In ragione della successiva adozione dell’aliquota corretta, la società austriaca rettificava la dichiarazione IVA originariamente presentata.
L’Amministrazione tributaria negava la possibilità di operare tale variazione, sostenendo, da un lato, che, vista la modalità di fatturazione scelta, non sarebbe stato possibile “modificare le fatture né trasmettere ai clienti note di credito corrispondenti alla differenza tra l’IVA all’aliquota del 20% e l’IVA all’aliquota ridotta” e, dall’altro, che la rettifica avrebbe comportato l’arricchimento senza causa del soggetto passivo.

Le conclusioni della Corte divergono da quelle del Fisco austriaco.
Vero è che l’art. 203 della direttiva 2006/112/Ce dispone che l’IVA sia dovuta “da chiunque indichi tale imposta in fattura”, anche qualora l’importo documentato non corrisponda a un’operazione reale, tuttavia la norma – che trova corrispondenza, nell’ordinamento interno, nell’art. 21 comma 7 del DPR 633/72 – va interpretata alla luce della giurisprudenza della Corte, che si è già espressa in passato sulla questione.

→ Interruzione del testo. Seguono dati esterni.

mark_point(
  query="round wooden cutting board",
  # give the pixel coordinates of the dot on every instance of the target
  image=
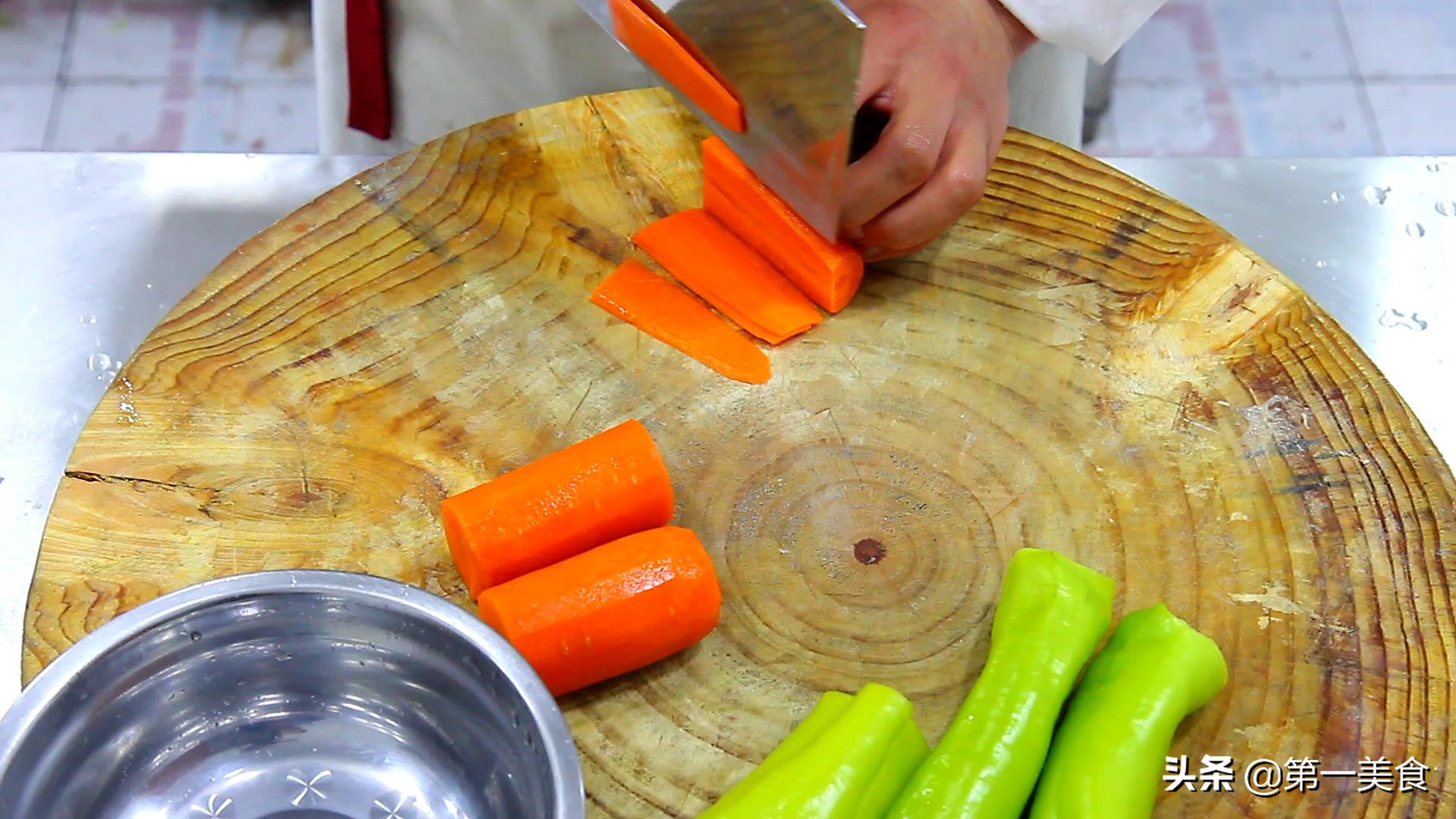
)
(1081, 365)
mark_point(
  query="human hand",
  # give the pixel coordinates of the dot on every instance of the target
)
(938, 69)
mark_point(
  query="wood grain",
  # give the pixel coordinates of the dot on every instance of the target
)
(1081, 365)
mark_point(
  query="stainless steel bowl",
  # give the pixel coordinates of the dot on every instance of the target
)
(289, 694)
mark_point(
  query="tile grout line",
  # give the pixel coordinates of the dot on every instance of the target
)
(53, 117)
(1362, 91)
(1292, 82)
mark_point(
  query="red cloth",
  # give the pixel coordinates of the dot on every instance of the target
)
(369, 67)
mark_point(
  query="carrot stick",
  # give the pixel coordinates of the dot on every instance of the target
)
(610, 611)
(728, 275)
(676, 63)
(672, 315)
(827, 273)
(596, 490)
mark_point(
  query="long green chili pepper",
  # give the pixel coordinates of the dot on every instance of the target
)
(846, 760)
(1110, 749)
(1050, 618)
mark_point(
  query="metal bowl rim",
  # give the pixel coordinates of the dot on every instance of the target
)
(63, 670)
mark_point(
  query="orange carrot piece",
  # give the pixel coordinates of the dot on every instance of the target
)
(676, 63)
(672, 315)
(561, 504)
(710, 260)
(613, 610)
(827, 273)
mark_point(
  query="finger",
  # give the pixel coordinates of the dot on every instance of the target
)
(908, 152)
(880, 55)
(951, 191)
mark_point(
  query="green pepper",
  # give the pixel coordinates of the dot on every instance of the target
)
(1107, 758)
(846, 760)
(1050, 618)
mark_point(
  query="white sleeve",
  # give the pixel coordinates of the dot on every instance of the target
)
(1097, 28)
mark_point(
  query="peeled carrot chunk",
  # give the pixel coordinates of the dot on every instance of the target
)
(561, 504)
(827, 273)
(710, 260)
(613, 610)
(676, 63)
(672, 315)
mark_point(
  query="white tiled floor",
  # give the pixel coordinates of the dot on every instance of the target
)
(1215, 77)
(156, 74)
(1416, 117)
(24, 111)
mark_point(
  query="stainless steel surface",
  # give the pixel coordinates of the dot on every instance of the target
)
(98, 248)
(795, 69)
(303, 694)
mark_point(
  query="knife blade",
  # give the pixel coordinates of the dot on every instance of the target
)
(794, 67)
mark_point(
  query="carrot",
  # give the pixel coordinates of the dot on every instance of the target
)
(728, 275)
(596, 490)
(827, 273)
(657, 46)
(613, 610)
(672, 315)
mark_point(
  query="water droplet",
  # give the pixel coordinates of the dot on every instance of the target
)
(1397, 318)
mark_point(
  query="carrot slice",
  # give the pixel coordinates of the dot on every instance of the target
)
(613, 610)
(827, 273)
(672, 315)
(676, 63)
(710, 260)
(561, 504)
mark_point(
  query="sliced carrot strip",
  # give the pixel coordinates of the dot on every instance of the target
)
(561, 504)
(672, 315)
(613, 610)
(676, 63)
(710, 260)
(827, 273)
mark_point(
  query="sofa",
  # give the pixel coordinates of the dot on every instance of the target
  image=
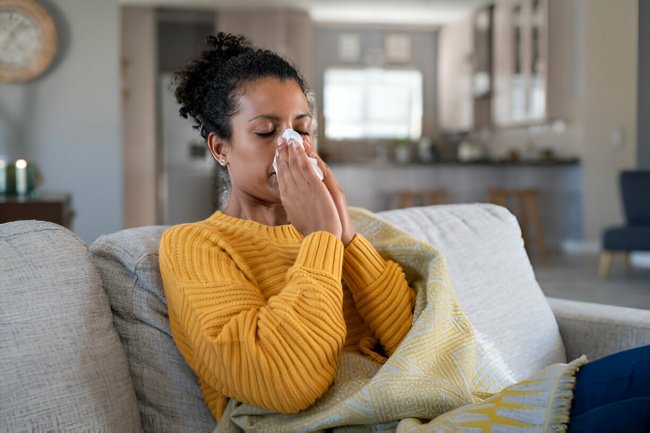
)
(85, 344)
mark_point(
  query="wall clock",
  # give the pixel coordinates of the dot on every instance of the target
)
(28, 40)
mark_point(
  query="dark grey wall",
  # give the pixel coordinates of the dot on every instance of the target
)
(181, 36)
(643, 111)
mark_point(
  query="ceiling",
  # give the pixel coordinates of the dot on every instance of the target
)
(411, 12)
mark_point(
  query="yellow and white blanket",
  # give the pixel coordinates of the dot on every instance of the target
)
(440, 379)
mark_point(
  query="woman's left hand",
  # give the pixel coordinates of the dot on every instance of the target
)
(337, 193)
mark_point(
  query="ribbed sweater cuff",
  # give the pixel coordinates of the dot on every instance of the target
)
(362, 263)
(322, 251)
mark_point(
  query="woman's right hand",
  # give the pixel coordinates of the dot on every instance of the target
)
(308, 203)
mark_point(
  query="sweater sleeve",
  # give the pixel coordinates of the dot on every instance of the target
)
(380, 292)
(279, 354)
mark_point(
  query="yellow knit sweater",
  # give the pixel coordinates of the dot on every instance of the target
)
(261, 313)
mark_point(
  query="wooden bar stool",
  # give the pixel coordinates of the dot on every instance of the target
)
(525, 203)
(407, 198)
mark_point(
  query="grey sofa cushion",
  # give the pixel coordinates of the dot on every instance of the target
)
(168, 393)
(62, 367)
(493, 278)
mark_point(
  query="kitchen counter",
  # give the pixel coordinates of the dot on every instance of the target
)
(374, 185)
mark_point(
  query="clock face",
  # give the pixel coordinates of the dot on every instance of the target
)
(20, 39)
(28, 40)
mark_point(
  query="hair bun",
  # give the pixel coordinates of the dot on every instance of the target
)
(224, 46)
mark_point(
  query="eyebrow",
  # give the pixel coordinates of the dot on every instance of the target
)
(273, 117)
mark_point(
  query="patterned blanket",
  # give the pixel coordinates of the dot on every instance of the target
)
(442, 378)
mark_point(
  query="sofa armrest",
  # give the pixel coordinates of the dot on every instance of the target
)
(597, 330)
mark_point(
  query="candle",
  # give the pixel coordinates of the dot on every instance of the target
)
(21, 177)
(3, 176)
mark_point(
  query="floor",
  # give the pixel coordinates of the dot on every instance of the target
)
(576, 277)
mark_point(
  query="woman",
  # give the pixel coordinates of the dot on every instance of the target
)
(266, 295)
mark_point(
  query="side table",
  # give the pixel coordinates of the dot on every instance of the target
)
(52, 207)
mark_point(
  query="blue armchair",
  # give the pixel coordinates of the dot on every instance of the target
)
(634, 235)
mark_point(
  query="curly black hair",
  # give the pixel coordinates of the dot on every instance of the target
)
(207, 88)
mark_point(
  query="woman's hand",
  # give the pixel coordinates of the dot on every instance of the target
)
(309, 205)
(337, 194)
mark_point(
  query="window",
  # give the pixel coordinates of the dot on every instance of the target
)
(372, 103)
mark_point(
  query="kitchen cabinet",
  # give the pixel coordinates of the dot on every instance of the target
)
(465, 74)
(512, 63)
(520, 61)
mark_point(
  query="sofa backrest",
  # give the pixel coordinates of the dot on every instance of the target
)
(168, 392)
(62, 367)
(489, 268)
(493, 278)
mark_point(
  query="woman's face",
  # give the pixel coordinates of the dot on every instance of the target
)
(267, 107)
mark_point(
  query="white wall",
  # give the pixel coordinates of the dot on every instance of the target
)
(139, 74)
(68, 121)
(610, 102)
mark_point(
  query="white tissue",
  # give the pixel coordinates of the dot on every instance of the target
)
(289, 134)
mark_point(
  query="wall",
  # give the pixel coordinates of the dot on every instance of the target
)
(643, 147)
(611, 41)
(68, 120)
(288, 32)
(139, 66)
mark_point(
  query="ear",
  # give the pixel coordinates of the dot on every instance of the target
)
(218, 148)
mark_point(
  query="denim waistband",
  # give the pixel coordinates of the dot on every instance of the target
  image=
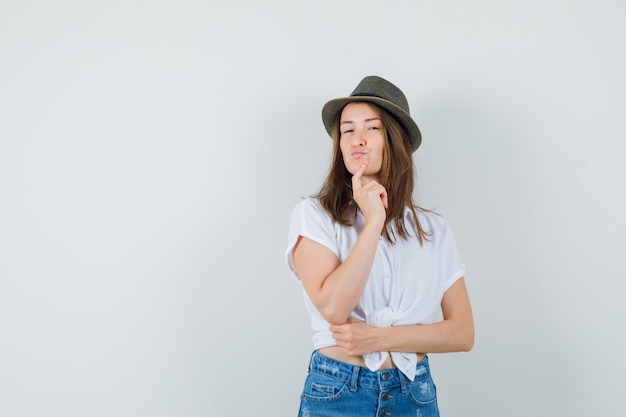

I giudici dell’Unione europea hanno, infatti, stabilito che la disposizione mira a eliminare il rischio di perdita del gettito fiscale; essa, pertanto, è destinata ad applicarsi laddove tale rischio sussista in ragione del fatto che “il destinatario della fattura in questione potrebbe avvalersi del proprio diritto alla detrazione” (causa C-794/23, punto 24 e causa C-378/21).
Ne consegue che il soggetto passivo che ha indicato un’imposta calcolata in base a un’aliquota errata “non è debitore della parte dell’IVA che è stata erroneamente fatturata a una persona che non è soggetto passivo”, posto che questi resterebbe comunque inciso dell’imposta.

Risulta, quindi, essenziale la valutazione del destinatario dell’operazione. In particolare, occorre comprendere se tale principio sia applicabile soltanto nel caso in cui i cessionari o committenti siano “persone che non sono soggetti passivi” o se possa essere adottato anche se i clienti sono “soggetti passivi che, in una determinata situazione, non hanno diritto di detrarre l’IVA a monte” (causa C-794/23, punto 28).
In questo senso, la Corte Ue fornisce un’interpretazione restrittiva precisando che solo i primi possono rientrare nella nozione di “consumatori finali”, dovendosi invece escludere gli operatori economici che hanno effettuato acquisti per scopi privati o per finalità che non consentono l’esercizio della detrazione IVA, posto che con riguardo a tali soggetti non si potrebbe eliminare del tutto il rischio di perdita del gettito fiscale.

I giudici stabiliscono, infine, che in un caso come quello in esame, dove non è nota l’identità dei destinatari delle fatture, l’Amministrazione tributaria può ricorrere a una stima per determinare la parte di documenti emessa nei confronti di soggetti passivi, a condizione che l’emittente possa contestare l’esattezza di tale stima, esplicitando i motivi alla base del proprio rilievo.